The Next Chapter enables high school youth to develop profound connections with Holocaust survivors. By participating in the program, students build a special community of social responsibility and genocide awareness.
Through the Next Chapter program, students learn how to:
- Meet with Holocaust survivors and pass on their stories
- Study the history of the Holocaust and patterns of genocide through text, archival items, and film
- Create a personal reflection project
We are so proud of the hard work and meaningful reflection that each student put into their project during the 2017-2018 program. Here are a few examples of personal projects by this year’s Next Chapter students.
Lian B., 10th grader at Design Tech High School (Redwood City)
For her personal project, Lian chose to perform a piece of music on violin and create a Stolperstein. She writes:
“When I was thinking about what I wanted to make for my personal project, I knew I wanted something that will honor the Holocaust survivors in my family. I also knew that I wanted to incorporate two things that I love, and make up a big part of my life: Violin and Laser Design.
Both of my great grandparents are survivors. My great grandmother, Sarah Raiss was born in the Czech Republic, and moved to Hungary when the war started. Her parents put her in a nunnery and that is how she survived. One of the few good memories she has from her time in Hungary is the music, and in particularly the song Czardas, by a Hungarian composer. My grandmother always talks about how she loves his music and how she loves to hear me play. So I thought that it would be perfect to record myself playing that piece to honor her and her amazing story.
For my great grandfather, Dov, I decided to make something that I actually heard from one of the amazing survivors we were lucky to hear from, Jeanette. Dov was the sole survivor from his side of the family, so when I heard that Jeanette made a “Stolperstein” or “stumble stone” to honor her late family members, I thought that that was perfect. I created my own version of a stumble stone. I had two names put on it; (the names of Dov’s parents). Since I did not have an actual gold brick, I decided to take a golden tile, and I laser cut and acrylic square with the engraved details on it, and mounted that on the tile.
I have greatly enjoyed creating this project and I think it is a great way to honor the survivors.”
Edwin L., 10th grader at Galileo Academy of Science and Technology (San Francisco)

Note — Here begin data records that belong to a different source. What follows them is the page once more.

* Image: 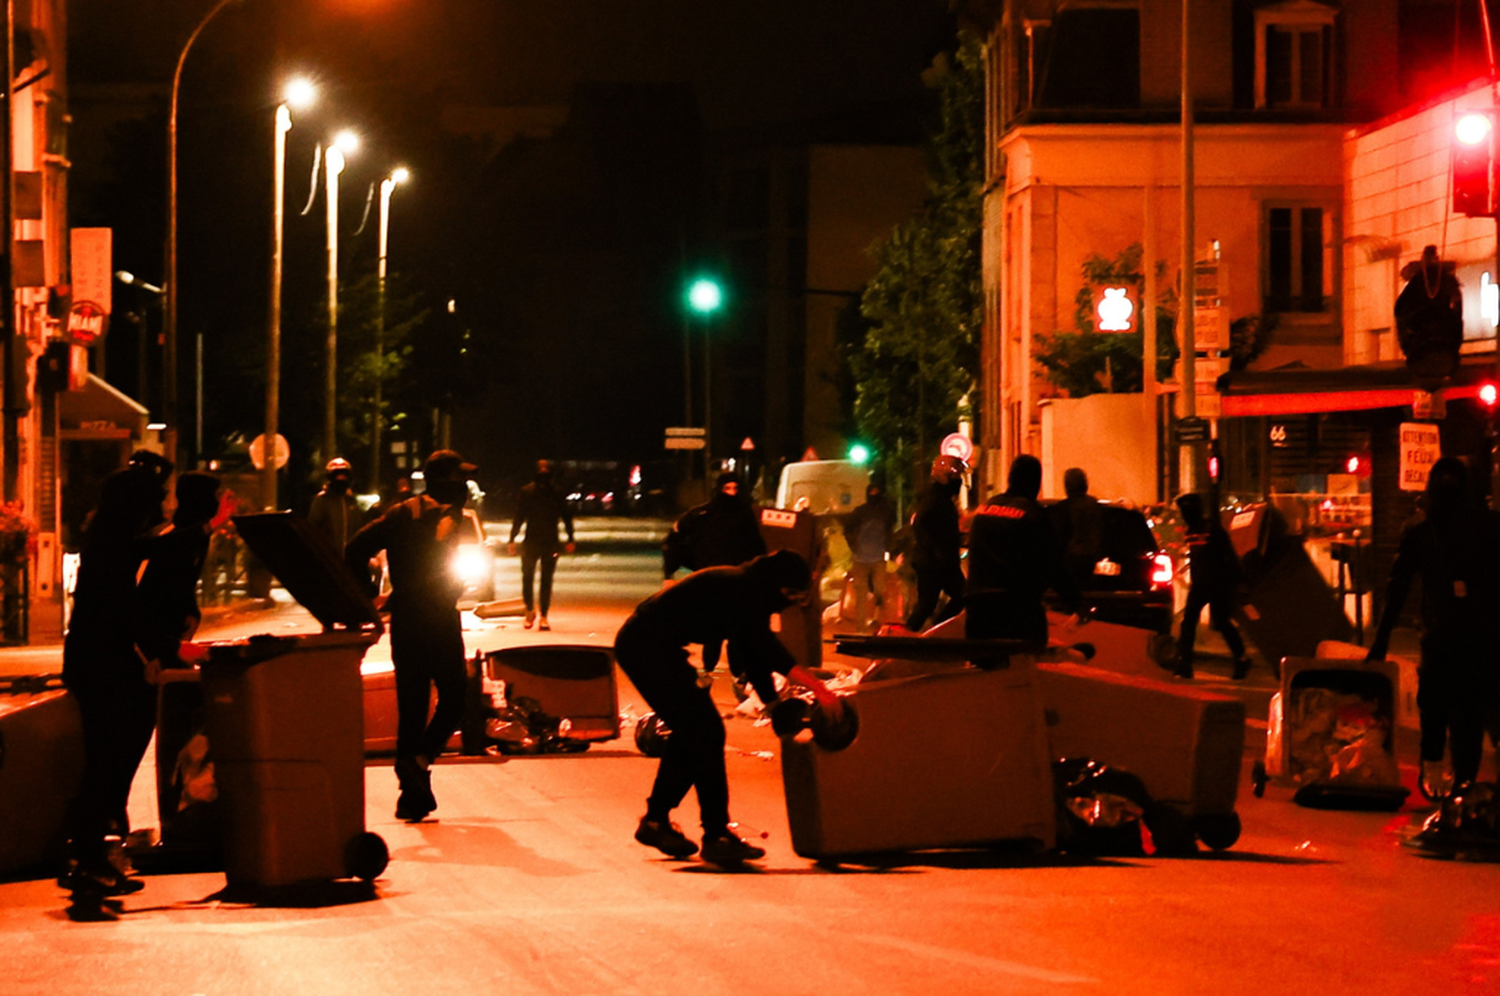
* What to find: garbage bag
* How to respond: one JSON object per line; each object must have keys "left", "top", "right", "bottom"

{"left": 1053, "top": 758, "right": 1150, "bottom": 857}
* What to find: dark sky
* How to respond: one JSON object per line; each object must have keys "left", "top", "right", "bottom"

{"left": 67, "top": 0, "right": 955, "bottom": 499}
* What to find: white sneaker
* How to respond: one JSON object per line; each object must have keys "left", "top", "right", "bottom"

{"left": 538, "top": 617, "right": 551, "bottom": 631}
{"left": 524, "top": 611, "right": 536, "bottom": 629}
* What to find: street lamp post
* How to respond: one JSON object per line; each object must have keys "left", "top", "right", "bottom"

{"left": 168, "top": 0, "right": 240, "bottom": 471}
{"left": 372, "top": 166, "right": 409, "bottom": 492}
{"left": 324, "top": 130, "right": 358, "bottom": 463}
{"left": 687, "top": 277, "right": 723, "bottom": 477}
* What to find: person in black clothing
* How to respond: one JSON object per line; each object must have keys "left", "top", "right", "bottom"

{"left": 1368, "top": 457, "right": 1500, "bottom": 795}
{"left": 904, "top": 455, "right": 967, "bottom": 632}
{"left": 308, "top": 457, "right": 360, "bottom": 556}
{"left": 1174, "top": 492, "right": 1250, "bottom": 681}
{"left": 346, "top": 450, "right": 476, "bottom": 821}
{"left": 967, "top": 455, "right": 1084, "bottom": 647}
{"left": 135, "top": 472, "right": 234, "bottom": 677}
{"left": 662, "top": 472, "right": 766, "bottom": 579}
{"left": 616, "top": 550, "right": 842, "bottom": 865}
{"left": 61, "top": 462, "right": 171, "bottom": 905}
{"left": 1050, "top": 467, "right": 1106, "bottom": 591}
{"left": 507, "top": 459, "right": 575, "bottom": 630}
{"left": 842, "top": 480, "right": 896, "bottom": 630}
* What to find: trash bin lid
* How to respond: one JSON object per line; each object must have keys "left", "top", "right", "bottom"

{"left": 232, "top": 512, "right": 383, "bottom": 633}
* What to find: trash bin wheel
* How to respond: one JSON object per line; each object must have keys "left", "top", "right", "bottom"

{"left": 1148, "top": 633, "right": 1179, "bottom": 668}
{"left": 1251, "top": 760, "right": 1268, "bottom": 798}
{"left": 634, "top": 713, "right": 671, "bottom": 758}
{"left": 344, "top": 831, "right": 389, "bottom": 881}
{"left": 1144, "top": 802, "right": 1197, "bottom": 856}
{"left": 1192, "top": 812, "right": 1242, "bottom": 851}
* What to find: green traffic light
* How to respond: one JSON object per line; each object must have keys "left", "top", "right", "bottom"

{"left": 687, "top": 278, "right": 723, "bottom": 314}
{"left": 848, "top": 443, "right": 871, "bottom": 466}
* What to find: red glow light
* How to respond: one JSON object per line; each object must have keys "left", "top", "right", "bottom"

{"left": 1151, "top": 553, "right": 1174, "bottom": 587}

For his personal project, Edwin chose to write a poem entitled “Remember Me”:
Remember the Holocaust not by the dictator,
Not by the numbers,
Nor the room held with the innocents,
Awaiting their impending doom,
We must honor those who have departed from this world
To a paradise of unimaginable proportion,
Who am I?
I am like you,
I am no hero nor alien,
I came from the belly of the best,
A place that hungers for fear.
Remember me by my name,
The one given by my mother in my native tongue,
Not by the letters and numbers scarred in my skin,
The ink that seeped deep under my pores,
Leaking through to my heart
And marking my soul,
Remember me and all my fellow friends,
Those from my blood,
To those unfamiliar faces,
Friends fallen to the cold snow smothered with feet on their back,
And survivors that have met Death’s door,
Then slammed the door shut,
If you ever forget me,
Remember my stories,
The hardships I have faced eye to eye,
The pains that numbs my body to this day,
Let them ring through your ears
Let them ring past to your children and grandchildren,
Let the future remember me.
Mia M., 9th grader at Mercy High School (Burlingame)
For her personal project, Mia chose to express herself with photography. She writes:
“I decided to take pictures of peoples’ hands spelling the word “Holocaust” using American Sign Language. I drew out the progression of the Holocaust unfolding on the pictures of individual hands using the images and stories that struck me the most throughout the program. The individual hands depict: dehumanization (with Nazi flags symbolizing the perpetrators), the progression of the Holocaust (seen through cattle cars, concentration camps, and crematoria), the silent prisoners (striped pajamas), the resistance (symbolized by an armed weapon), the immense number of people killed (with a person reading from a textbook about the Holocaust), and individual’s breaking points. The second to last hand shows Stolpersteine cobblestones (stumbling stones), families returning home after being liberated, and people who escaped to other countries such as the United States of America (the relief upon spotting the Statue of Liberty). I wanted to incorporate people’s hands since they convey so much about a person’s occupation, age, story, and are all unique. By using American Sign Language, I was able to include a bit of my personality in the piece as I have been learning it the past year and have taken interest in Deaf culture. American Sign Language is a ‘silent’ language full of rich meaning. In comparison, the victims of the Holocaust were silenced,but have so much to share and convey about their experience.”
Henry S.,10th grader at Stuart Hall High School (San Francisco)
For his personal project, Henry chose to write a paper entitled “Bulgaria & Romania: Overlooked by History.” A short excerpt:
“The Holocaust is one of the most tragic and horrific events to ever happen in the history of humanity. When the Holocaust is taught in schools, it is usually talked about in the context of World War II and extermination camps in Poland, Germany and France. There is a key lack of understanding about the breadth of the Holocaust in Eastern Europe. Romania and Bulgaria had many horrific events happen within their borders during World War II; however, they are lesser known than the events that occurred in Poland and Western Europe. With an event as tragic as the Holocaust, it is imperative that history remembers each country’s own unique tragic story, as all of the stories are equally tragic. Throughout World War II the horrific events targeted towards the Jews in both Romania and Bulgaria have been sidelined from mainstream textbooks; however, if one reads the online Holocaust Encyclopedia made available by the Holocaust Memorial Museum in Washington D.C., the often overlooked crimes against the Jews in Romania and Bulgaria are presented as equally important to the totality of the Holocaust in the rest of Europe.”